Title: Principal canopy factors of sweet corn and relationships to competitive ability with wild-proso millet (panicum miliaceum)

item SO, YIM
item Williams, Martin
item Davis, Adam

Submitted to: Weed Science
Publication Type: Peer Reviewed Journal
Publication Acceptance Date: 1/7/2009
Publication Date: 6/1/2009
Citation: So, Y.F., Williams, M.M. II, Pataky, J.K., Davis, A.S. 2009. Principal Canopy Factors of Sweet Corn and Relationships to Competitive Ability with Wild-proso Millet (panicum miliaceum). Weed Science. 57:296-303.

Interpretive Summary: Large canopy differences exist among commercial sweet corn hybrids, and these differences have practical implications to weed management. Unfortunately, drawing inferences about crop competitive ability is often limited by the study of a relatively small number of crop cultivars or traits. The purpose of this work was to obtain a more comprehensive analysis of cultivar-weed interactions, with to goal of advancing sweet corn's ability to compete with weeds. The large number of hybrids tested in this work showed that commercial sweet corn hybrids exhibit greater variation in traits important to crop-weed interactions than previously reported. Consequently, the crop’s ability to tolerate weed interference or provide weed suppression is highly cultivar-specific. Three crop canopy factors derived from 18 traits accounted for much of the variation in canopy development and competitive ability with weeds. Relationships between crop canopy factors and competitive ability revealed that rapid canopy closure and a large, late-maturing canopy were positively associated with competitive ability. The data also reveal more work is needed to fully understand the role of endosperm type and seedling growth on early competitive ability. This work's impact is an improved mechanistic understanding of crop-weed competition, thereby providing better clues on how to exploit crop competitive ability to improve weed management.

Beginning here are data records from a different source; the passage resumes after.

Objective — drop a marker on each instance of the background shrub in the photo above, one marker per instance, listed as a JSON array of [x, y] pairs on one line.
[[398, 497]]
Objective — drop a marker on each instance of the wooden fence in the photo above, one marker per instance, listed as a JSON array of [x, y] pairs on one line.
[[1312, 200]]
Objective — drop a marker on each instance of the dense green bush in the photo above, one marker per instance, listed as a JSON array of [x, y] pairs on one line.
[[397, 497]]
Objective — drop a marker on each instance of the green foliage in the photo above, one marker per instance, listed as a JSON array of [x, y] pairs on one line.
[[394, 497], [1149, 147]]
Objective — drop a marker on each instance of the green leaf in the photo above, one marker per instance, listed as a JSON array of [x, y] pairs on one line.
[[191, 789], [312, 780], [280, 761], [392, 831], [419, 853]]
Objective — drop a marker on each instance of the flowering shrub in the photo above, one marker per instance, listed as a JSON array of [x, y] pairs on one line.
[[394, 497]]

Technical Abstract: A more complete analysis of cultivar-weed interactions is needed before advances in sweet corn competitive ability can be realized. Twenty-three commercially available sweet corn hybrids from nine seed companies were grown in the presence and absence of wild-proso millet to 1) quantify the extent to which phenomorphological traits vary among a large number of sweet corn hybrids, 2) identify the underlying principal factors that describe variation in crop canopy development, and 3) determine functional relationships between crop canopy factors and competitive ability with weeds. Eighteen weed-free crop traits measured from emergence to maturity showed greater variation in canopy properties than previous research on two to four hybrids. A principal component factor analysis revealed that seven of the eighteen weed-free crop traits measured at silking loaded highly (0.65 to 0.90) into the first factor, including plant height, shoot biomass, per plant leaf area, leaf area index, and intercepted photosynthetically active radiation, as well as thermal time from emergence to silking and emergence to maturity. All seven factors were highly correlated (0.38 to 0.93) and were interpreted as a ‘late canopy and maturity’ factor. Another seven traits formed two additional principal factors that were interpreted as an early ‘seedling quality’ factor and a mid-season ‘canopy closure’ factor. Relationships between principal factors and competitive abilities were quantified using least-square linear regression. Cultivars with greater loadings in the ‘late canopy and maturity’ and ‘canopy closure’ factors were more competitive with wild proso-millet. In contrast, crop competitive ability declined with plants that loaded highly into the ‘seedling quality’ factor. The analyses showed that cultivar differences in ability to endure weed interference and suppress weed fitness are driven by complex, yet consistent, mechanisms from emergence to harvest. Significant variation in competitive ability among hybrids and relationships to principal canopy factors could be exploited to improve weed management systems in sweet corn.